Mary Reilly (1996)
9/10
Surprisingly good... stays with you.
15 August 2003
I keep coming across this film, and every time am surprised by how good it is, and how rich are its characterizations. The film begins with a lovely metaphor -- Mary's warm hands bringing a stunned eel back to life (an eel that is then mercilessly chopped up and served for breakfast), and this metaphor is a wonderful analogy for Mary's effect on the doomed Dr. Jekyll. She brings him back to life, but only after a terrible decision has already been made. It's too late.

I especially loved several aspects to this film -- not just the performances, but the literate and subtle script by Hampton, that really gives a sense of the war for good and evil within all the lead characters -- especially illuminating both sides of the coin that is Mary herself (because the film has no easy answers), and that she truly fears and loves equally -- as does Dr. Jekyll himself.

The film shows compassion toward both lead characters as the subtle victims of early abuse -- but where Jekyll seeks to become "the knife as well as the blade," Mary's situation is both simpler and more complex. She doesn't seek retribution but instead finds a kind of fascination in herself with the undeniably attractive Hyde, who apologizes to no one, who neatly sidesteps the Victorian niceties of the times. She may want to screw Hyde, but she loves Jekyll.
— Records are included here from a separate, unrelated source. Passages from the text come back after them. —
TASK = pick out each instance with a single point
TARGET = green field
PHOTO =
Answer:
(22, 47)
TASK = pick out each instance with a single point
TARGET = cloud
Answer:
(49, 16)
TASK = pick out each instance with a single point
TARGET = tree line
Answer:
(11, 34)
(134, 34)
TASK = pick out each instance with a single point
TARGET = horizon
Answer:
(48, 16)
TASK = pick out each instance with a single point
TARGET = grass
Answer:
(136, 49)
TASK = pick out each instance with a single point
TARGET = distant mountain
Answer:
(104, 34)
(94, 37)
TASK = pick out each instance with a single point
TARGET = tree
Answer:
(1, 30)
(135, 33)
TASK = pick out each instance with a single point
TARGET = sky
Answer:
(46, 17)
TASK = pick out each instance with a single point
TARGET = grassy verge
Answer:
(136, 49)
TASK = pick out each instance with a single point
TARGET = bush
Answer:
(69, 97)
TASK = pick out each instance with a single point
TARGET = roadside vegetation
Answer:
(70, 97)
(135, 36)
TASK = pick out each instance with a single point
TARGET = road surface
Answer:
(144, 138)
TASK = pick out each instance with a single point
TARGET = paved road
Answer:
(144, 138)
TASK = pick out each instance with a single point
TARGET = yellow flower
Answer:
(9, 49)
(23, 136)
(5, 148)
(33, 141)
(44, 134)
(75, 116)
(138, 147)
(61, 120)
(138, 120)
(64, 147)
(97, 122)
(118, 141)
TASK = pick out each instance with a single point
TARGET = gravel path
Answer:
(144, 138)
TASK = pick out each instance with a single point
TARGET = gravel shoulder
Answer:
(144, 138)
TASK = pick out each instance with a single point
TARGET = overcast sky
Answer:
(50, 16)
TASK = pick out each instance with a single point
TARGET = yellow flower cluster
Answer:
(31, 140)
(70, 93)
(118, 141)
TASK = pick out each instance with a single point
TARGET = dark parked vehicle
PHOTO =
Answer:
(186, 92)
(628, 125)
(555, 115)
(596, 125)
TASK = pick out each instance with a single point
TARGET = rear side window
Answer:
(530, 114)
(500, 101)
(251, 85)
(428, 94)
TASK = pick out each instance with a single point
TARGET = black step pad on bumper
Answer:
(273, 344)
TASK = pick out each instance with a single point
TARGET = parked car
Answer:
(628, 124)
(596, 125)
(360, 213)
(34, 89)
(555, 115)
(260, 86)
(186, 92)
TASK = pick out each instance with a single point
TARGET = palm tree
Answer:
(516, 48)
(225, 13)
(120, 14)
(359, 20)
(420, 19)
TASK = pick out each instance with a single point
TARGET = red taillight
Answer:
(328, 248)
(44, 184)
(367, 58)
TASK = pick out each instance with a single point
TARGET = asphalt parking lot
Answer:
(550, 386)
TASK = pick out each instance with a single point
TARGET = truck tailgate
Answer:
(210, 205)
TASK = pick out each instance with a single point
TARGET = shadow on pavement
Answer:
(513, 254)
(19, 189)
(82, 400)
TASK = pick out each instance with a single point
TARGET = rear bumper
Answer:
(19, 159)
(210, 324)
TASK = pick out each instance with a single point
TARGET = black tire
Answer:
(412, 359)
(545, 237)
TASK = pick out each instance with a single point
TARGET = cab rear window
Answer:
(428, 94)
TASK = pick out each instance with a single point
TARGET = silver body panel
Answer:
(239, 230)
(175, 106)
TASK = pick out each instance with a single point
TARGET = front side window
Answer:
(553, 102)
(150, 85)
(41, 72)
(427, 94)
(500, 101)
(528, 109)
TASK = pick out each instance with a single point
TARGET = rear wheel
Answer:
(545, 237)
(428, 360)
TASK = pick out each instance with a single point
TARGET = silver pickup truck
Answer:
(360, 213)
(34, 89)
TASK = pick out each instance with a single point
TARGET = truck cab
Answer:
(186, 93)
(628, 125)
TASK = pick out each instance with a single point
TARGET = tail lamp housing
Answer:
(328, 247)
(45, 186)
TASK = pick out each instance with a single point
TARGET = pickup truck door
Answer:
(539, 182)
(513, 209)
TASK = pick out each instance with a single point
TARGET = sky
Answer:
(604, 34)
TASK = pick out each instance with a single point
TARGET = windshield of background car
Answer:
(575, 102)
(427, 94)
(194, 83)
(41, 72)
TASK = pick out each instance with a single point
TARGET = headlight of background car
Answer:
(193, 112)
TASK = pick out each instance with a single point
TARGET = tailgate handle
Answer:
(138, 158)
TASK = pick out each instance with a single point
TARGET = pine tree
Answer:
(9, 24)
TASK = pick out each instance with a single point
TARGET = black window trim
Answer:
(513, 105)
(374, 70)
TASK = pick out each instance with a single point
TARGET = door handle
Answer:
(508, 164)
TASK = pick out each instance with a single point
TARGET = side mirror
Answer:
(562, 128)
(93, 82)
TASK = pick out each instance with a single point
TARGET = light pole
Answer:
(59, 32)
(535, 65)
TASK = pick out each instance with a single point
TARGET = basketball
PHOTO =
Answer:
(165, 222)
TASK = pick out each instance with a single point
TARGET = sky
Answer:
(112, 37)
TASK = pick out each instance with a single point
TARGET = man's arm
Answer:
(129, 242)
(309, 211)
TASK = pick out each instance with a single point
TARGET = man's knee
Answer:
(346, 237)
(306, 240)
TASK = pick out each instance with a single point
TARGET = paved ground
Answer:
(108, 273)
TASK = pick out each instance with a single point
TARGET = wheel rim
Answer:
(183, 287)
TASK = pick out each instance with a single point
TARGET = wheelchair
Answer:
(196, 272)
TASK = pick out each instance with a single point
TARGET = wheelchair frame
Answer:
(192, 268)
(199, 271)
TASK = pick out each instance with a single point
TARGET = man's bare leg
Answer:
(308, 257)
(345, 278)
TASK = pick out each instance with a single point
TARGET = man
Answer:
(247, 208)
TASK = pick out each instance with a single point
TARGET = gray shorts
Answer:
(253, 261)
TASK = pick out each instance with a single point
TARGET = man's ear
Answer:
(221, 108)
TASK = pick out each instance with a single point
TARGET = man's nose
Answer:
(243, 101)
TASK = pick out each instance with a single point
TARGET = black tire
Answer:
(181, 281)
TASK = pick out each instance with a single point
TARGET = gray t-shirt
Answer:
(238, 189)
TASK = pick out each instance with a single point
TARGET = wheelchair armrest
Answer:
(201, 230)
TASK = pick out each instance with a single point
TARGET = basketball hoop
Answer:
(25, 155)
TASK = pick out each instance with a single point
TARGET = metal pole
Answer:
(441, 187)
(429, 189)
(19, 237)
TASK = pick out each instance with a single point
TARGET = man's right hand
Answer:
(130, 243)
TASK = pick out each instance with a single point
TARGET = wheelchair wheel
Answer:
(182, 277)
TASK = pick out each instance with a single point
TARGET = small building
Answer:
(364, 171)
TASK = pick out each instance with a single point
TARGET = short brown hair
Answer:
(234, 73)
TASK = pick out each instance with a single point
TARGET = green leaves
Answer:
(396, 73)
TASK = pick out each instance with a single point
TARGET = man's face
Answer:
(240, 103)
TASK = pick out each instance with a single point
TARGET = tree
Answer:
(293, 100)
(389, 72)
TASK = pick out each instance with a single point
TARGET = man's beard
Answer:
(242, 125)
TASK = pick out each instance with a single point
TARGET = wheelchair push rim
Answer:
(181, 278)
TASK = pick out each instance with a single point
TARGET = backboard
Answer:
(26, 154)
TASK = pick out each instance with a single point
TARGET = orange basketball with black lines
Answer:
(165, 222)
In some ways, it's the perfect match -- even if it is an impossible threesome.

The performances are lovely -- Roberts' accent is uneven (she did a much more authentic brogue in "Michael Collins"), but she is really striking visually, has never been more beautiful, and makes some very brave choices as an actress nonetheless, so the accent inconsistencies didn't bother me too much. Malkovich is wonderful and equally subtle (even if Hyde does seem to simply be channeling his Vicomte from "Dangerous Liaisons). The script by Hampton is literate and sometimes troubling (there are no easy Freudian answers here), and the direction is gorgeous, as is the cinematography -- Roberts and Malkovich seem to emerge as pale haunted visages in the darkness.

Overall, flaws and all, I'd recommend this film as worth a second look.